Вскоре Фрейду стало ясно, что перенесение хотя и явля­ется довольно сильным в психоаналитической ситуации, но здесь тем не менее речь идет о подсознательном процессе, который принимает участие почти во всех соци­альных отношениях. "Сверх-Я" и ход перенесения дают объяснение тому факту, что для взрослых различные жизненные ситуации и констелляции отношений подсоз­нательно становятся новыми "отложениями" переживаний и опыта раннего детства. Это могут быть также и чрезвычайно радостные "сцены" (Лоренцер), поскольку за­метная часть нашего благополучия в настоящее время затрагивает новое переживание счастливого момента детства. Но перенесение в состоянии активировать и зап­ретные побуждения, оценка и осуждение которых вос­принимаются единственно посредством родительских объектов (а именно, посредством "Сверх-Я"), так что упо­мянутому идивидууму не остается ничего более, как отра­зить активированный конфликт, что становится в один ряд с развитием невротических действий и поведения.

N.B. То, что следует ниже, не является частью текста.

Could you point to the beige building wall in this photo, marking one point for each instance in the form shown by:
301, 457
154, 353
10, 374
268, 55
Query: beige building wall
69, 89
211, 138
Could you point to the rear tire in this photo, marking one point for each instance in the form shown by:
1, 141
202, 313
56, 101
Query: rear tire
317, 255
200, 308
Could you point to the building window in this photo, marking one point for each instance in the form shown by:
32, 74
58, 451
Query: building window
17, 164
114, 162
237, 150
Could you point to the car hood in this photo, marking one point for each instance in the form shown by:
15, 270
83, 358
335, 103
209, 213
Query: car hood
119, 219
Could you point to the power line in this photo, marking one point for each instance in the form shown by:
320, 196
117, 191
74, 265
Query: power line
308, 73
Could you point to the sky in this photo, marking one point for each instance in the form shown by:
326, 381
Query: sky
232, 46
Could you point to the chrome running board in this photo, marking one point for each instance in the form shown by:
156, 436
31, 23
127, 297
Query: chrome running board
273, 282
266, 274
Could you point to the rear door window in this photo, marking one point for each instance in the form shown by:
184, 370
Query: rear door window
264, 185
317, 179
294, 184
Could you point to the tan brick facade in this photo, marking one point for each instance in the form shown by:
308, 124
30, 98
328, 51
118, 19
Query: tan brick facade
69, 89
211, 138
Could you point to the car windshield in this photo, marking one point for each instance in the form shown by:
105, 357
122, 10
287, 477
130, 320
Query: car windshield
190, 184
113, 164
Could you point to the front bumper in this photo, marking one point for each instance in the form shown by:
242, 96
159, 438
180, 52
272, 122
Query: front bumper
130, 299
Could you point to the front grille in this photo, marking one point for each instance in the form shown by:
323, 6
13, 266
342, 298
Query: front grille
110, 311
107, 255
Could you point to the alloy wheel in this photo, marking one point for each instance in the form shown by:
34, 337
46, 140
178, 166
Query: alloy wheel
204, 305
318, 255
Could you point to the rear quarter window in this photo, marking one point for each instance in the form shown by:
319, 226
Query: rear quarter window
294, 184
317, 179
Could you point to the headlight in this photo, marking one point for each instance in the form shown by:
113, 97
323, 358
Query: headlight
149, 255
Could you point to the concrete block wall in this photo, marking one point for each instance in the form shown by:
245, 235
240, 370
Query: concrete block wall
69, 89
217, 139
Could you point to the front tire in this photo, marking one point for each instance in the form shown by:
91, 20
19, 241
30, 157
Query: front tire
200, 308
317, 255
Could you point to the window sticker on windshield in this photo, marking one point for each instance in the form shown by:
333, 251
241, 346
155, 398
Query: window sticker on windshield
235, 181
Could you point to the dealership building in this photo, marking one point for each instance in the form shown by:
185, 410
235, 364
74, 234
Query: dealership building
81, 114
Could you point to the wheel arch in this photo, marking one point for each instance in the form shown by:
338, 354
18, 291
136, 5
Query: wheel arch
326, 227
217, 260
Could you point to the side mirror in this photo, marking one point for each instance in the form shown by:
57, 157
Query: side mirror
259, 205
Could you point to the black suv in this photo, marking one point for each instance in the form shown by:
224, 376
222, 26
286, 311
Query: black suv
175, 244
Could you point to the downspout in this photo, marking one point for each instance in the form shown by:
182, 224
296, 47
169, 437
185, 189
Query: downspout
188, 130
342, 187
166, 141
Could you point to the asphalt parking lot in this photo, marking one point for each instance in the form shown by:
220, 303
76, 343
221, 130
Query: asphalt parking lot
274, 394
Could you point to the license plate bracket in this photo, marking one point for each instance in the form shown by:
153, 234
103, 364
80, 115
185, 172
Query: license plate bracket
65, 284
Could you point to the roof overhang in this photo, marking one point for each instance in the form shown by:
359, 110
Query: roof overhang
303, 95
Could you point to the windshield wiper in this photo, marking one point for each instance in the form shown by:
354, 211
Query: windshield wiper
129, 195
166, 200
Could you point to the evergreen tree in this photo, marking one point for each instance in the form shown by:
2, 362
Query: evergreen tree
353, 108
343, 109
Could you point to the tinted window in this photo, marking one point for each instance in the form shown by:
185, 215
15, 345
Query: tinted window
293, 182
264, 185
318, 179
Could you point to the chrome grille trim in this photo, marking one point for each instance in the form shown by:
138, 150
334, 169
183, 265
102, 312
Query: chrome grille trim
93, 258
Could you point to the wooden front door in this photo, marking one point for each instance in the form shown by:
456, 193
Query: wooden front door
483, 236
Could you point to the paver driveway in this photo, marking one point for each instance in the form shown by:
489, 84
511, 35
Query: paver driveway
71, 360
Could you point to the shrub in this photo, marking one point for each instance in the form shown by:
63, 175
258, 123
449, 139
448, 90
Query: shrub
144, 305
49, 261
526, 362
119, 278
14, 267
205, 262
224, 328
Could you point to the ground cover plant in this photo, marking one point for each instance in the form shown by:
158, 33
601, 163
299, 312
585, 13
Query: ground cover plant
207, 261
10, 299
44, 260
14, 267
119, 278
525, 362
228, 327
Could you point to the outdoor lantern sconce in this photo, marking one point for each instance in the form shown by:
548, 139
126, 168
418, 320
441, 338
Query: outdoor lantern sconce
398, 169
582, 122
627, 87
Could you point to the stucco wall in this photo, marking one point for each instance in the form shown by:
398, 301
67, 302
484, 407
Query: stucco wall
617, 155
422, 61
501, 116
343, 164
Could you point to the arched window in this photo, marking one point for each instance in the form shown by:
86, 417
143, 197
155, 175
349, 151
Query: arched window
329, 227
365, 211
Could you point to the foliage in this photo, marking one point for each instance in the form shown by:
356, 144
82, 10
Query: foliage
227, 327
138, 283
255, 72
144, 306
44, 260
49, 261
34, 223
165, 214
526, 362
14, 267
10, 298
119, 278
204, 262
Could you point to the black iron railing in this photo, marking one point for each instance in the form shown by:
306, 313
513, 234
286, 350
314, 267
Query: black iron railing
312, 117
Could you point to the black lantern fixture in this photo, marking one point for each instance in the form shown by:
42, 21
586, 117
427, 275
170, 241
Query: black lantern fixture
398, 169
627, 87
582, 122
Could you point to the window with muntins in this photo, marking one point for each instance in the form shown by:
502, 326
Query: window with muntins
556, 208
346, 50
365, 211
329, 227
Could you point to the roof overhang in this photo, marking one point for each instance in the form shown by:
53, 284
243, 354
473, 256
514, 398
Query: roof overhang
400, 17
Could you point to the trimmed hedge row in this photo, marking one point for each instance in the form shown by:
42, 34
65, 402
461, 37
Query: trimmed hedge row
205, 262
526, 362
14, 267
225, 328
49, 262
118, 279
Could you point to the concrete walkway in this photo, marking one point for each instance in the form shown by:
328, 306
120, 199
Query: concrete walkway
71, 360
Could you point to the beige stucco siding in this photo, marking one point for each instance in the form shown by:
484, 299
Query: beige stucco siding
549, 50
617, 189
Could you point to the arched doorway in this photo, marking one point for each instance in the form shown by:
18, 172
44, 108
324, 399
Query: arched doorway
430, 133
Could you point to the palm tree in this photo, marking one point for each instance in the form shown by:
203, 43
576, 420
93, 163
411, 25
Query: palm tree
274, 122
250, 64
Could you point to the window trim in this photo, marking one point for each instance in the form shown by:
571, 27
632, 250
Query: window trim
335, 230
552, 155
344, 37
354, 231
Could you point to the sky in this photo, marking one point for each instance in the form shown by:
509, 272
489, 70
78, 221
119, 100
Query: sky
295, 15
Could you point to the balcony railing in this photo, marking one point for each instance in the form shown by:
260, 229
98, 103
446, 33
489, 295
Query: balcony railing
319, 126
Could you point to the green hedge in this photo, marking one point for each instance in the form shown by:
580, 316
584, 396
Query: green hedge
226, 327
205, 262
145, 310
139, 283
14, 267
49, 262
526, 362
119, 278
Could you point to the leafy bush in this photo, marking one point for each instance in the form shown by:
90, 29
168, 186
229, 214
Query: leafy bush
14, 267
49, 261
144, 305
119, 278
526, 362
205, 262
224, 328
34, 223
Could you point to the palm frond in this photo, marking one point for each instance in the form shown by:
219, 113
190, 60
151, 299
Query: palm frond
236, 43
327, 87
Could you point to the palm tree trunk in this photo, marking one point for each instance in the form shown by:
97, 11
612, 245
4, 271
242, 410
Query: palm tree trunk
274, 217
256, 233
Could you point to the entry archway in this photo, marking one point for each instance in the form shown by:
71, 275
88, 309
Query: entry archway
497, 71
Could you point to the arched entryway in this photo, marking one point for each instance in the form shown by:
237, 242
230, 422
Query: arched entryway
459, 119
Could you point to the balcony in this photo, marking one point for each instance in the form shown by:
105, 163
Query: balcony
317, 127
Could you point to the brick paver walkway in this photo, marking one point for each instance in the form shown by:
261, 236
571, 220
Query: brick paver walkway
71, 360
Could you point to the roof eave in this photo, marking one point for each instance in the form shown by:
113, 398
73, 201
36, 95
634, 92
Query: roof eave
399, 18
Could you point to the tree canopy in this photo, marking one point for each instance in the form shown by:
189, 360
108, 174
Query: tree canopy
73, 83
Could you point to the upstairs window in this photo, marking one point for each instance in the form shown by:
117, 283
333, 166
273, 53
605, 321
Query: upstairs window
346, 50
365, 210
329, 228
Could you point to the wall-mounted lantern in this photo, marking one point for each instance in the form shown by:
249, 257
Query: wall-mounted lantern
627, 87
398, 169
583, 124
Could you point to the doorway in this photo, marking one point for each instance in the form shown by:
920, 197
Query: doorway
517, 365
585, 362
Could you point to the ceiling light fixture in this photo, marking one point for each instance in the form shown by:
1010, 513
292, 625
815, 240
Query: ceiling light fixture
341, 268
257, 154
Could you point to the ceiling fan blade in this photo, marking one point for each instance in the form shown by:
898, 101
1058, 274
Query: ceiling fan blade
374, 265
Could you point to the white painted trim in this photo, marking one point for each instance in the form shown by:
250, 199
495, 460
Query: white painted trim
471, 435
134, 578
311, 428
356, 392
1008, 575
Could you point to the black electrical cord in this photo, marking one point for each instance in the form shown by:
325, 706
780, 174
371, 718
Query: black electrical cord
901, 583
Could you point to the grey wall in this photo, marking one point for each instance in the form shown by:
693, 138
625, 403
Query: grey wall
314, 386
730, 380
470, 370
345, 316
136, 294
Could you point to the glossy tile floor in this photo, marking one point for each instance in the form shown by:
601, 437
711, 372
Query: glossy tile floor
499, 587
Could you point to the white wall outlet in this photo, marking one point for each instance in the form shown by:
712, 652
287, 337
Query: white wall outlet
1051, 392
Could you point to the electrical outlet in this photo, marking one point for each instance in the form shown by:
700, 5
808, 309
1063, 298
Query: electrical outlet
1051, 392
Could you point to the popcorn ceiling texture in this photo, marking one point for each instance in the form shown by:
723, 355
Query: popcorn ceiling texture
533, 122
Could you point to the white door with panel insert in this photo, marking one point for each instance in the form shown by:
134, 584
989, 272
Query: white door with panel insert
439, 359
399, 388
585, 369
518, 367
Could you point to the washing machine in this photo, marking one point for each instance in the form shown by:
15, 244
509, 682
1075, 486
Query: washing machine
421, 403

Но здесь вновь возникает один вопрос. Разве мы не ска­зали, что перенесение является повсеместно распростра­ненным феноменом? Также все дети проходят через кон­фликтные эдиповы ситуации, разрешают их (минимум частично) путем сексуальных вытеснений и иденти­фикаций и создают свое "Сверх-Я". Таким образом, каж­дый ребенок, даже при достаточно нерепрессивных и благоприятных обстоятельствах, в силу своих фантазий и проекций часто не в состоянии сознательно разрешить конфликты и вынужден их отражать. Да, известная мера обороны/побеждения влечений даже является условием для развития способности к работе и несексуальным социальным отношениям. Но если это и так, что меха­низмы обороны действуют патогенно, должны ли мы все стать от этого "невротиками"? Ответ должен звучать так: в известном смысле да! Модель конфликта (ср. экскурс с. 43 и далее) описывает, собственно, происхождение не только исключительно "классических" симптомов, а мо­жет быть, действительной вообще как общая модель пси­хической динамики. Вся наша душевная жизнь разви­вается на напряженном поле различно направленных стремлений и сил, причем, большая или меньшая часть возникающих конфликтов разрешается путем (подсоз­нательных) механизмов обороны. Но можно сказать и наоборот, что в каждом душевном побуждении, — будь то принуждающий импульс в "сотый" раз помыть руки, радость по поводу выдержанного экзамена или просто предложение, высказанное во время беседы, — также записаны подсознательные мотивы и, таким образом, все, что мы делаем или думаем, вплоть до выражения созна­тельных воли и мнения, является также симптомами: т.е. содержит функцию (искаженного) удовлетворения пре­досудительных стремлений. Граница между психической "болезнью" и "здоровьем", между "невротическим" и "не невротическим" строится таким образом не на прин­ципиально различных динамических соотношениях, а рассматривается прежде всего квантитативно (количественно): совершенно очевидно, что это зависит от того, в какой мере подсознательные детерминанты наших действий, мышления и ощущений оставляют открытыми, являются препятствием или делают вообще невозможной удовлетворительную реализацию жизненных целей и сознательное достижение душевного благополучия.